La détermination de la résidence fiscale
La première étape consiste à déterminer précisément la résidence fiscale du contribuable, qui conditionne l’étendue de ses obligations fiscales. En droit interne français, sont considérées comme résidents fiscaux les personnes qui ont en France :
- Leur foyer permanent ou lieu de séjour principal
- Le centre de leurs intérêts économiques
- Une activité professionnelle principale
En cas de conflit de résidence entre deux pays, les conventions fiscales prévoient des critères de départage hiérarchisés : foyer permanent, centre des intérêts vitaux, lieu de séjour habituel et nationalité.
Par exemple, un cadre français détaché aux États-Unis pour trois ans, qui conserve sa maison en France (louée pendant son absence) et y revient régulièrement, pourrait être considéré comme résident fiscal américain selon la convention fiscale franco-américaine si son foyer permanent est désormais aux États-Unis.
L’imposition des revenus de source étrangère
Pour les revenus du travail, les conventions fiscales attribuent généralement le droit d’imposition à l’État où l’activité est exercée. Toutefois, pour les missions temporaires à l’étranger, l’État de résidence conserve souvent le droit d’imposer si certaines conditions sont remplies (durée limitée du séjour, rémunération payée par un employeur résident de l’État d’origine).
Concernant les revenus de capitaux mobiliers (dividendes, intérêts), les conventions prévoient généralement une imposition partagée entre l’État de source et l’État de résidence, avec des mécanismes de crédit d’impôt pour éliminer la double imposition.
Pour les revenus immobiliers et les plus-values immobilières, le droit d’imposition est habituellement attribué à l’État de situation de l’immeuble, l’État de résidence accordant une exemption ou un crédit d’impôt.
Prenons l’exemple d’un résident fiscal français qui perçoit des loyers d’un appartement situé en Espagne.
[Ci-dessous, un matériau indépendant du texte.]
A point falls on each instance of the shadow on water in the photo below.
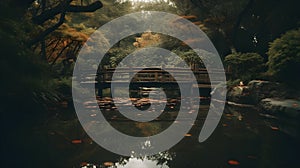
(242, 139)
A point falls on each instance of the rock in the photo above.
(240, 94)
(284, 112)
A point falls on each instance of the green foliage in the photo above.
(244, 66)
(284, 57)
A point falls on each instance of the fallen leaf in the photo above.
(274, 128)
(188, 135)
(108, 164)
(76, 141)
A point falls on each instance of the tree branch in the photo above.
(50, 13)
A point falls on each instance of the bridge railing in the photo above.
(152, 75)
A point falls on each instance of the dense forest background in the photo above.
(40, 40)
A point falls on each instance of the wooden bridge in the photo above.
(152, 77)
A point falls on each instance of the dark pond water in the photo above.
(242, 139)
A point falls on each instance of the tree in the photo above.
(284, 57)
(244, 66)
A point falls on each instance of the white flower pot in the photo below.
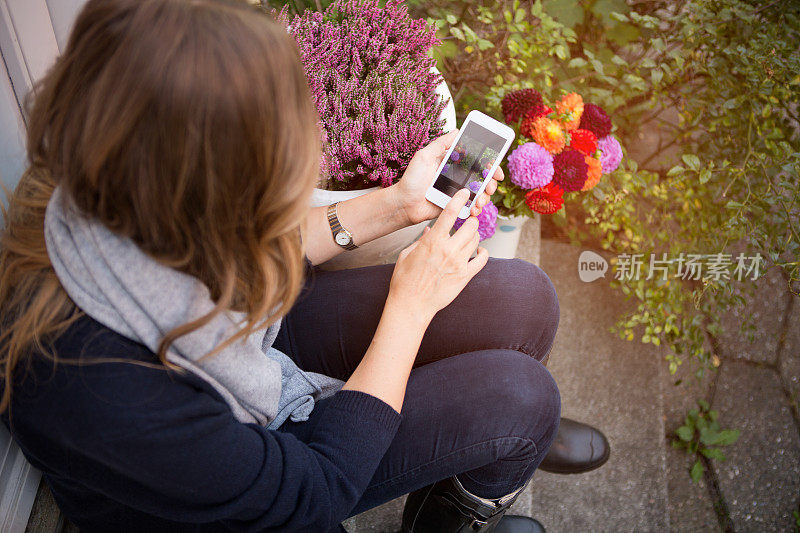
(384, 249)
(503, 244)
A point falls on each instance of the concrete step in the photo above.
(613, 384)
(616, 386)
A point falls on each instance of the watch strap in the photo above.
(336, 227)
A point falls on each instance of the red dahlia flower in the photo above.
(545, 200)
(516, 103)
(527, 127)
(583, 141)
(571, 170)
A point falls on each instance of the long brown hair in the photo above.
(185, 125)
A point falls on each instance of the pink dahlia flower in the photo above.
(610, 153)
(531, 166)
(487, 221)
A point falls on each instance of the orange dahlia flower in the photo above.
(570, 105)
(548, 133)
(593, 174)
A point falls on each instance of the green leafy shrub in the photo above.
(704, 93)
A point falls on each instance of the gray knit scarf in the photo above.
(113, 281)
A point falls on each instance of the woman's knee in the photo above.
(525, 392)
(530, 302)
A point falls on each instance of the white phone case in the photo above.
(441, 199)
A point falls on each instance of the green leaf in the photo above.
(577, 62)
(674, 171)
(656, 75)
(685, 433)
(567, 12)
(692, 160)
(697, 471)
(713, 453)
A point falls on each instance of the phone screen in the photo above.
(470, 161)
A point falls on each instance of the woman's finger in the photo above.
(465, 233)
(477, 263)
(441, 144)
(491, 187)
(477, 205)
(441, 228)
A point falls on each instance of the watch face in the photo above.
(342, 238)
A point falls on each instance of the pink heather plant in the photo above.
(370, 76)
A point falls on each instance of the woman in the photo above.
(164, 364)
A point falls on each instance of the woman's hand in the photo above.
(431, 272)
(410, 190)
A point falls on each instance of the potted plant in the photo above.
(558, 151)
(379, 98)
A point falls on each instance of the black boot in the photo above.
(577, 448)
(446, 507)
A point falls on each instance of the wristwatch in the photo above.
(341, 236)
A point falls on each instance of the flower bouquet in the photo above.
(559, 151)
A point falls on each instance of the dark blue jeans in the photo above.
(479, 402)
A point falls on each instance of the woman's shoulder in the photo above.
(91, 373)
(87, 340)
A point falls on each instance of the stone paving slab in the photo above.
(760, 481)
(690, 508)
(790, 354)
(615, 385)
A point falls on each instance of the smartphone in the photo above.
(471, 160)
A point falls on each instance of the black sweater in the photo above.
(137, 447)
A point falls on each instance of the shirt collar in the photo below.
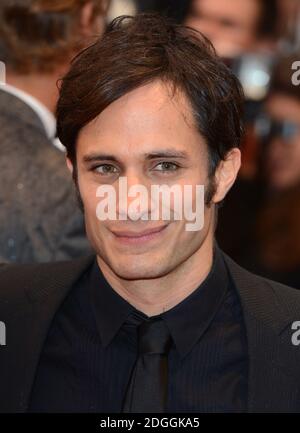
(187, 321)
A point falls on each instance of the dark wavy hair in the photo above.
(137, 50)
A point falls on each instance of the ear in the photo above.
(226, 174)
(69, 165)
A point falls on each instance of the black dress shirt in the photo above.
(91, 349)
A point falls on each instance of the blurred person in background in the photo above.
(268, 240)
(276, 241)
(235, 26)
(39, 218)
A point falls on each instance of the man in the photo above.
(161, 320)
(270, 244)
(39, 217)
(235, 26)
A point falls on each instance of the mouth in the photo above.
(130, 237)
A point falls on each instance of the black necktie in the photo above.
(147, 388)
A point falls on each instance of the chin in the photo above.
(135, 272)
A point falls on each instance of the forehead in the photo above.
(147, 117)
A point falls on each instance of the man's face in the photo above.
(283, 154)
(148, 137)
(229, 24)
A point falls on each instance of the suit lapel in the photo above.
(272, 357)
(27, 329)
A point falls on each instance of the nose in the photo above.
(133, 197)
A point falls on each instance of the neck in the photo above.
(41, 86)
(157, 295)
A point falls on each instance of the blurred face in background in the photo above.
(283, 154)
(231, 25)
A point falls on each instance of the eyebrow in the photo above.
(167, 153)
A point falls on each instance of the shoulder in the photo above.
(262, 297)
(33, 282)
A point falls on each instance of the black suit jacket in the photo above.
(39, 217)
(30, 295)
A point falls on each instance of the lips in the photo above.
(132, 234)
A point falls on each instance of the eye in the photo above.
(105, 169)
(166, 166)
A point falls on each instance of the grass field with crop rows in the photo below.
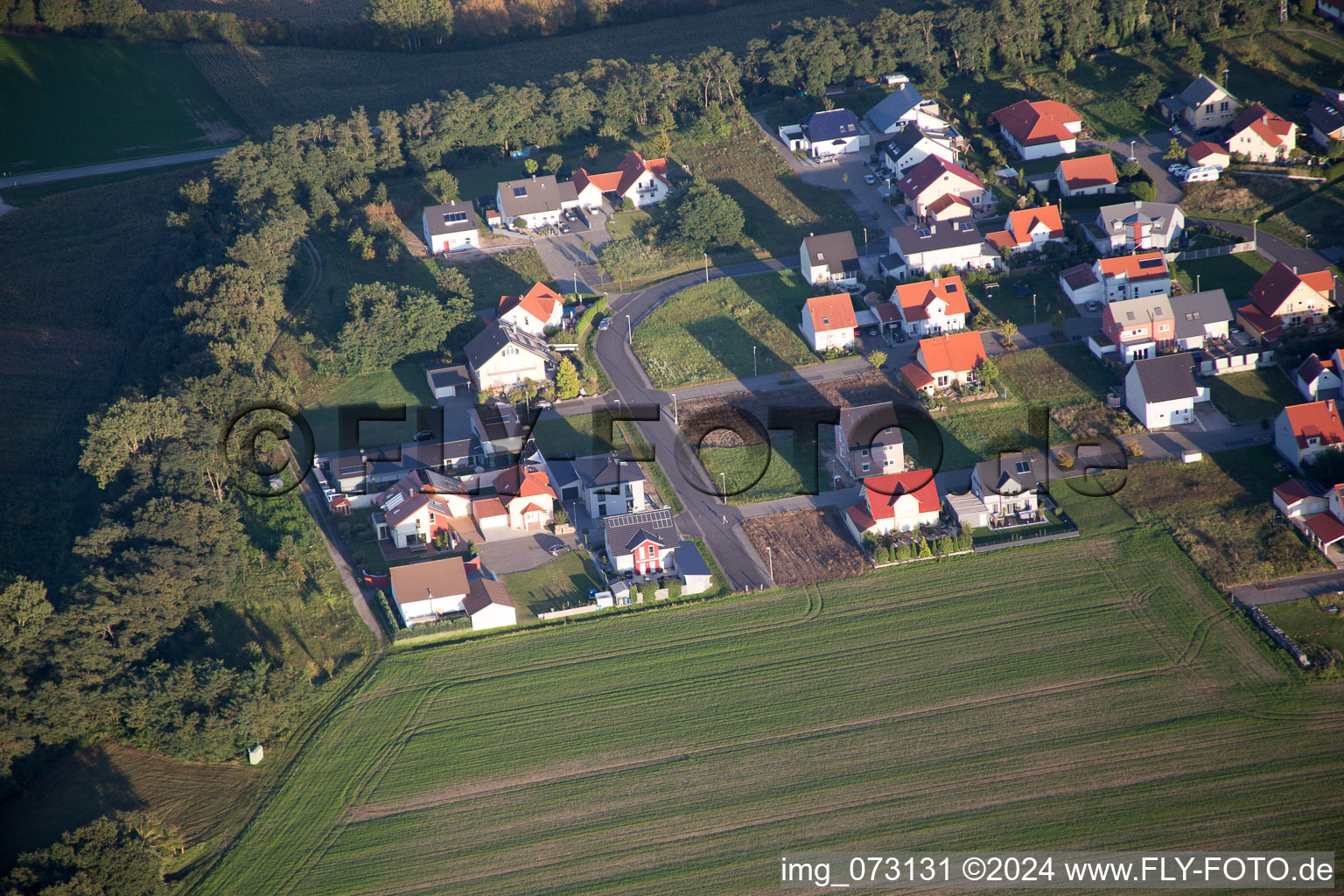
(1075, 695)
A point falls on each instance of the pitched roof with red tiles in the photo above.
(1090, 171)
(539, 303)
(1038, 122)
(1270, 128)
(1296, 491)
(956, 352)
(1278, 283)
(928, 172)
(882, 492)
(915, 298)
(831, 312)
(1138, 266)
(1316, 419)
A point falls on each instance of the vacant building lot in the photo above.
(805, 547)
(1100, 692)
(707, 332)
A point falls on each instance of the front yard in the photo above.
(707, 332)
(1253, 396)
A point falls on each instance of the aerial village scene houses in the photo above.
(920, 294)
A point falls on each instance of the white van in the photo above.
(1195, 175)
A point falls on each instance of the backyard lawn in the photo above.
(707, 332)
(556, 584)
(1253, 396)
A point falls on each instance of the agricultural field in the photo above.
(807, 547)
(70, 101)
(556, 584)
(707, 332)
(1234, 274)
(780, 207)
(1253, 396)
(1223, 517)
(1112, 641)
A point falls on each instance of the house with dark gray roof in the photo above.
(644, 543)
(1161, 391)
(830, 258)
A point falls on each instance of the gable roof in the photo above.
(832, 124)
(1167, 378)
(956, 352)
(541, 303)
(895, 107)
(1037, 122)
(1316, 419)
(1088, 171)
(831, 312)
(443, 578)
(1196, 311)
(1278, 283)
(882, 492)
(489, 341)
(1138, 266)
(451, 218)
(834, 250)
(1269, 127)
(928, 173)
(915, 298)
(529, 195)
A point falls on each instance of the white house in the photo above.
(1303, 431)
(536, 200)
(1319, 378)
(930, 306)
(451, 228)
(1161, 391)
(894, 502)
(501, 356)
(644, 543)
(830, 258)
(1040, 130)
(534, 311)
(827, 135)
(828, 323)
(641, 180)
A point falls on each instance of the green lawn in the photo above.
(1253, 396)
(707, 332)
(553, 586)
(1234, 274)
(660, 751)
(70, 101)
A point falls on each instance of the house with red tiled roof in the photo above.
(1304, 431)
(534, 311)
(1263, 136)
(1115, 280)
(1088, 176)
(1030, 228)
(527, 496)
(1319, 378)
(1040, 130)
(935, 178)
(932, 305)
(894, 502)
(828, 323)
(641, 180)
(942, 360)
(1284, 298)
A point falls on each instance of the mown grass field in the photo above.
(1253, 396)
(70, 101)
(1097, 693)
(706, 333)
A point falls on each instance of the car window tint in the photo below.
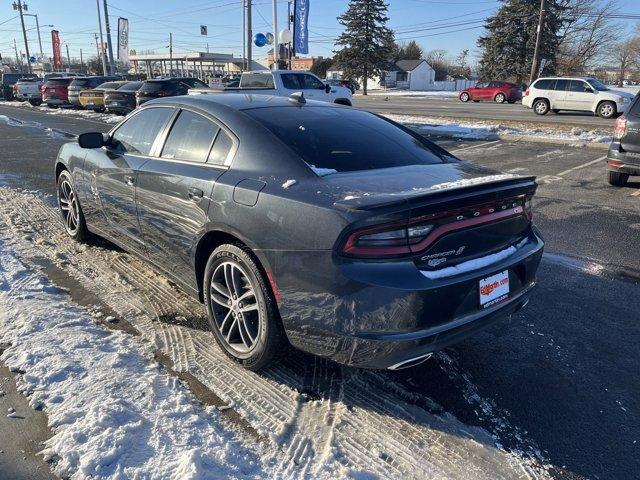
(136, 135)
(561, 85)
(221, 148)
(344, 139)
(190, 138)
(310, 82)
(577, 86)
(290, 81)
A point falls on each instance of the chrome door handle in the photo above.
(195, 194)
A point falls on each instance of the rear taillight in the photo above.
(416, 234)
(620, 127)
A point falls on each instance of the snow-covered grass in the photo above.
(482, 130)
(114, 413)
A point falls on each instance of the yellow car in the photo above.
(94, 99)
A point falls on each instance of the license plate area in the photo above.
(494, 289)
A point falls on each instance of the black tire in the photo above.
(72, 216)
(606, 110)
(617, 179)
(269, 337)
(541, 106)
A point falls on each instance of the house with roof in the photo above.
(403, 74)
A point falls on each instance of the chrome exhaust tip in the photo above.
(411, 362)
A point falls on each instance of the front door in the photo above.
(114, 172)
(174, 190)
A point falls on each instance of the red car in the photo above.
(55, 91)
(498, 92)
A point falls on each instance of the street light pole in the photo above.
(18, 6)
(534, 64)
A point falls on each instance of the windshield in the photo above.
(597, 84)
(344, 140)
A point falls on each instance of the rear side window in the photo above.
(257, 80)
(343, 139)
(221, 148)
(136, 135)
(544, 84)
(190, 138)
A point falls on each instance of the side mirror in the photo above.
(91, 140)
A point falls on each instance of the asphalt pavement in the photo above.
(482, 111)
(565, 369)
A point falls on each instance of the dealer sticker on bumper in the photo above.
(494, 289)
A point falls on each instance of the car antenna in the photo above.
(298, 97)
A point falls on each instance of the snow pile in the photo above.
(487, 130)
(113, 411)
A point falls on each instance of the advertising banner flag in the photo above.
(57, 55)
(123, 40)
(301, 27)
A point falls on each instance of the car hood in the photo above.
(377, 188)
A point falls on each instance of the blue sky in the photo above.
(452, 25)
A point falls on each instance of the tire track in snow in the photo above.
(324, 419)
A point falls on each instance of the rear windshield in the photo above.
(59, 82)
(154, 86)
(344, 140)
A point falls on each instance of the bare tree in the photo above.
(587, 35)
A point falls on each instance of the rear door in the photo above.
(579, 95)
(174, 189)
(114, 172)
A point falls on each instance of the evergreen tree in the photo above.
(367, 43)
(507, 48)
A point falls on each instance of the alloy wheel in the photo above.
(69, 207)
(235, 307)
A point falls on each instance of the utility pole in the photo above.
(244, 38)
(101, 53)
(112, 65)
(249, 34)
(276, 42)
(534, 64)
(171, 52)
(19, 6)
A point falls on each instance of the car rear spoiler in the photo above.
(497, 185)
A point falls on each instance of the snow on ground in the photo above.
(113, 411)
(413, 93)
(480, 130)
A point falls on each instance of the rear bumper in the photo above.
(379, 315)
(630, 162)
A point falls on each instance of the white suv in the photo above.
(578, 94)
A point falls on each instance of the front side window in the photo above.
(190, 138)
(343, 139)
(136, 135)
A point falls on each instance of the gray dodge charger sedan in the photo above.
(319, 226)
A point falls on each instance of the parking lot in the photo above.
(554, 393)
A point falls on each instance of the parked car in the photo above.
(55, 91)
(93, 99)
(494, 91)
(122, 100)
(333, 229)
(86, 83)
(9, 80)
(623, 157)
(350, 84)
(576, 94)
(283, 83)
(29, 90)
(167, 87)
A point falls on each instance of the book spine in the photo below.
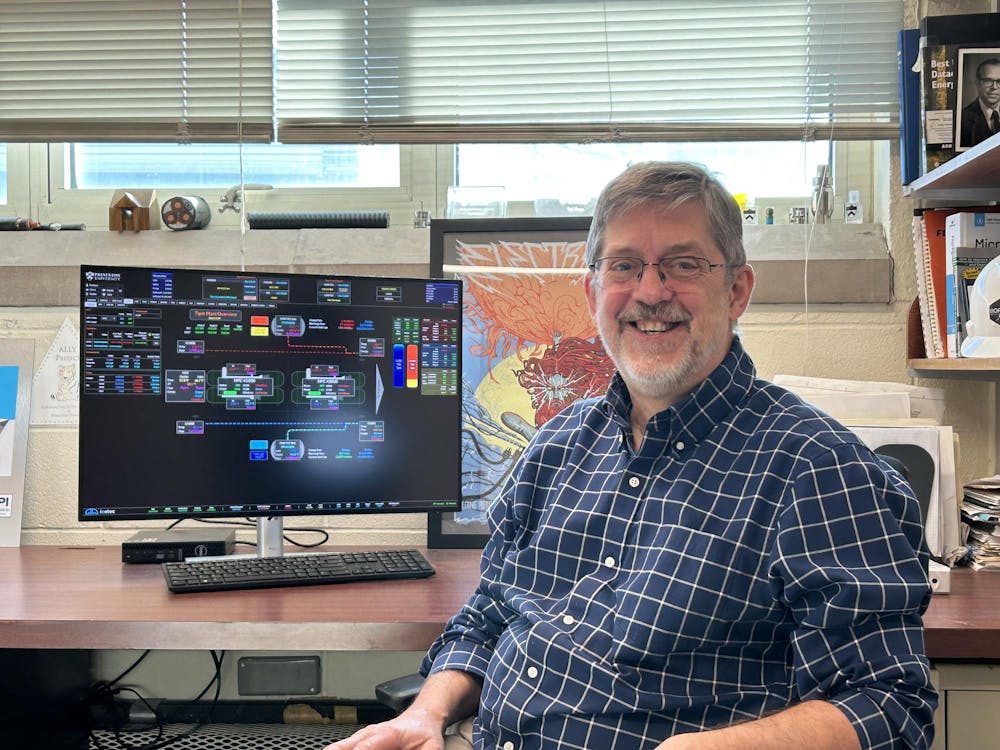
(907, 53)
(978, 236)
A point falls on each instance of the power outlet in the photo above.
(278, 675)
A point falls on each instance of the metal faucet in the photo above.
(233, 198)
(822, 200)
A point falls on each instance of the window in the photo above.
(392, 102)
(573, 174)
(3, 173)
(113, 165)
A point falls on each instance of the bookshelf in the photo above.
(974, 176)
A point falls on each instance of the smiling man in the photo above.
(697, 559)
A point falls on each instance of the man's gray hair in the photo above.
(666, 185)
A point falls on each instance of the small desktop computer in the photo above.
(173, 545)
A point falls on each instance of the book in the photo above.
(907, 55)
(950, 43)
(978, 234)
(969, 261)
(930, 332)
(932, 239)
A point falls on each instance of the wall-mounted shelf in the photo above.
(973, 175)
(959, 368)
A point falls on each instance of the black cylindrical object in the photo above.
(320, 220)
(185, 212)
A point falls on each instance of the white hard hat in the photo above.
(983, 326)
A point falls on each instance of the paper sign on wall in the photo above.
(16, 360)
(56, 384)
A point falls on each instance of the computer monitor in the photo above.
(222, 394)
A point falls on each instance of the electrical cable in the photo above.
(160, 741)
(325, 535)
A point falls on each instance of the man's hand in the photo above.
(411, 730)
(445, 698)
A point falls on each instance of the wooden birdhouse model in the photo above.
(133, 211)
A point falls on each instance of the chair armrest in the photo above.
(399, 692)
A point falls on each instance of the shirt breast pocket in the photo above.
(693, 592)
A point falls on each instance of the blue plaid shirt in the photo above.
(751, 554)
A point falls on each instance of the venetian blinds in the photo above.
(399, 71)
(136, 70)
(447, 71)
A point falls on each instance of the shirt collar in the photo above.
(694, 416)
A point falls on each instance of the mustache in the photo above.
(665, 311)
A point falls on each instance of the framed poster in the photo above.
(530, 347)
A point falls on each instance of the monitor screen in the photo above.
(247, 394)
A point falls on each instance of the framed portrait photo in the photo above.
(530, 347)
(978, 97)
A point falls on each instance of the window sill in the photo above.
(847, 263)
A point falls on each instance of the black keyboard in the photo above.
(306, 569)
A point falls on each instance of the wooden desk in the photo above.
(85, 598)
(965, 623)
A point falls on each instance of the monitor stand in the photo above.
(270, 536)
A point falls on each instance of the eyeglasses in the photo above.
(611, 272)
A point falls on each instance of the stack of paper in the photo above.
(903, 421)
(981, 515)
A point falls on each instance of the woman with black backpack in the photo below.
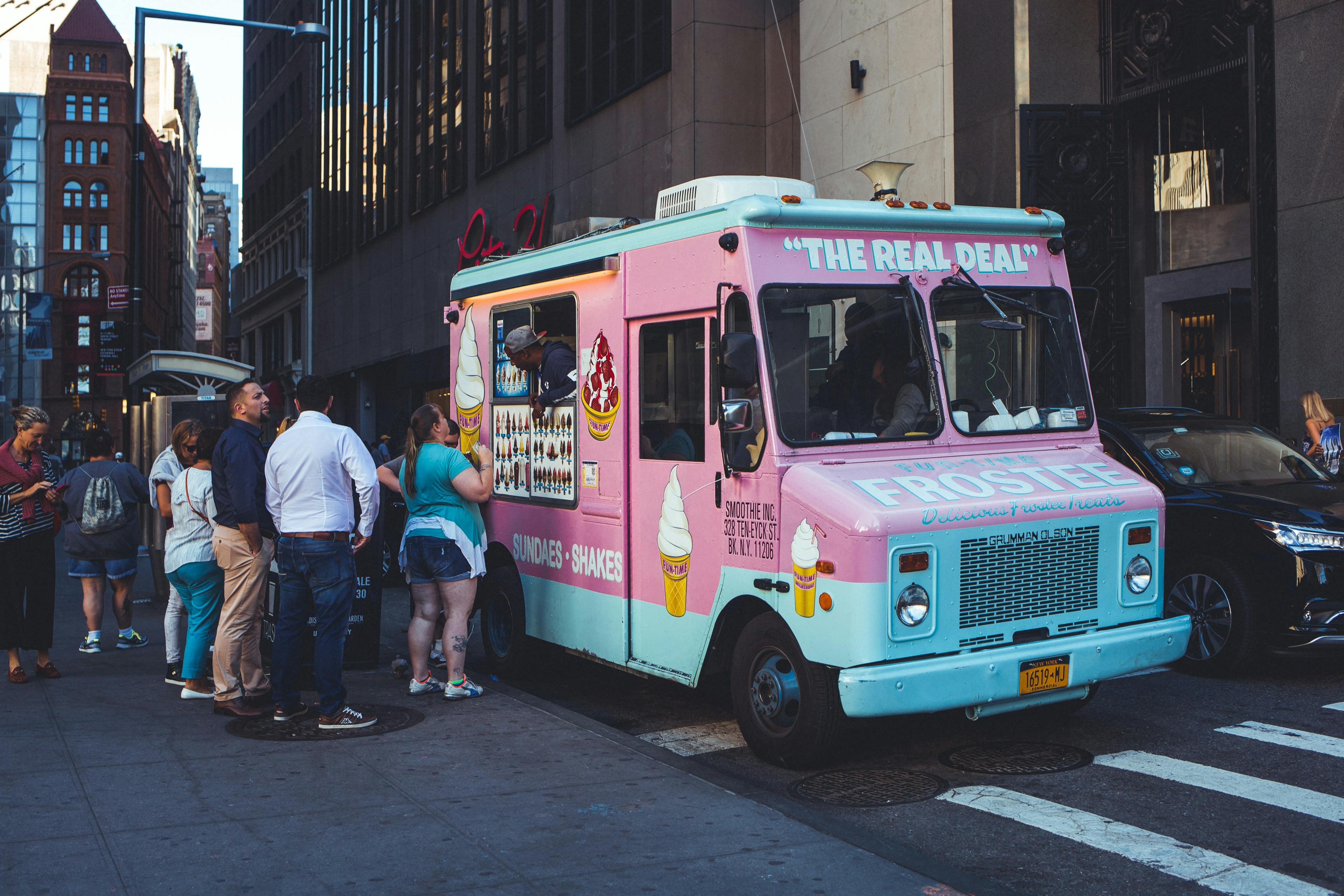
(103, 538)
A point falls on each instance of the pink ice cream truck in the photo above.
(843, 452)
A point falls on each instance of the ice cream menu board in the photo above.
(534, 458)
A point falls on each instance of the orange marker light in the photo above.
(915, 562)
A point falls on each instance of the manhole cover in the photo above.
(306, 729)
(1016, 758)
(867, 788)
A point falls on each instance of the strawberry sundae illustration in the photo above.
(601, 396)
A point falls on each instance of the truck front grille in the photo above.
(1029, 575)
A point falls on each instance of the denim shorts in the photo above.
(119, 569)
(435, 561)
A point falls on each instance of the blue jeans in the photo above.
(316, 578)
(202, 590)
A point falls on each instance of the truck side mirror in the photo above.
(737, 415)
(740, 362)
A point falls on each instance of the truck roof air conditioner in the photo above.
(705, 192)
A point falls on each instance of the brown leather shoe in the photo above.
(237, 708)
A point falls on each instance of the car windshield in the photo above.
(1225, 455)
(848, 365)
(1013, 360)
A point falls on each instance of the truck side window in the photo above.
(672, 391)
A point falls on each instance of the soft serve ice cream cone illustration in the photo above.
(470, 390)
(806, 555)
(674, 546)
Selon la convention franco-espagnole, ces revenus sont imposables en Espagne. La France, en tant qu’État de résidence, les exempte mais les prend en compte pour déterminer le taux d’imposition applicable aux autres revenus (exemption avec progressivité).
Les obligations déclaratives et le cas des expatriés
Les contribuables percevant des revenus de source étrangère doivent respecter des obligations déclaratives spécifiques. En France, ils doivent notamment déclarer ces revenus sur des formulaires annexes à la déclaration d’impôt sur le revenu et, dans certains cas, déclarer leurs comptes bancaires et contrats d’assurance-vie détenus à l’étranger.
Pour les expatriés, des régimes particuliers peuvent s’appliquer. En France, les salariés détachés à l’étranger par leur employeur français peuvent, sous certaines conditions, bénéficier d’une exonération d’impôt sur le revenu pour la part de leur rémunération correspondant à leur activité à l’étranger.
À l’inverse, les impatriés (salariés venant travailler temporairement en France) peuvent bénéficier d’exonérations partielles de leur rémunération pendant une période limitée, ce qui évite une surcharge fiscale liée à leur mobilité internationale.
Évolutions récentes et perspectives de la fiscalité internationale
La fiscalité internationale connaît des mutations profondes sous l’effet de plusieurs facteurs : la digitalisation de l’économie, la mobilité croissante des personnes et des capitaux, et la volonté des États de lutter contre l’évasion fiscale tout en préservant leur attractivité.
L’impact du projet BEPS et de la convention multilatérale
Le projet BEPS (Base Erosion and Profit Shifting) lancé par l’OCDE en 2013 a profondément modifié le paysage de la fiscalité internationale. Il vise à lutter contre les stratégies d’optimisation fiscale des entreprises multinationales qui exploitent les failles et les différences entre les régimes fiscaux nationaux.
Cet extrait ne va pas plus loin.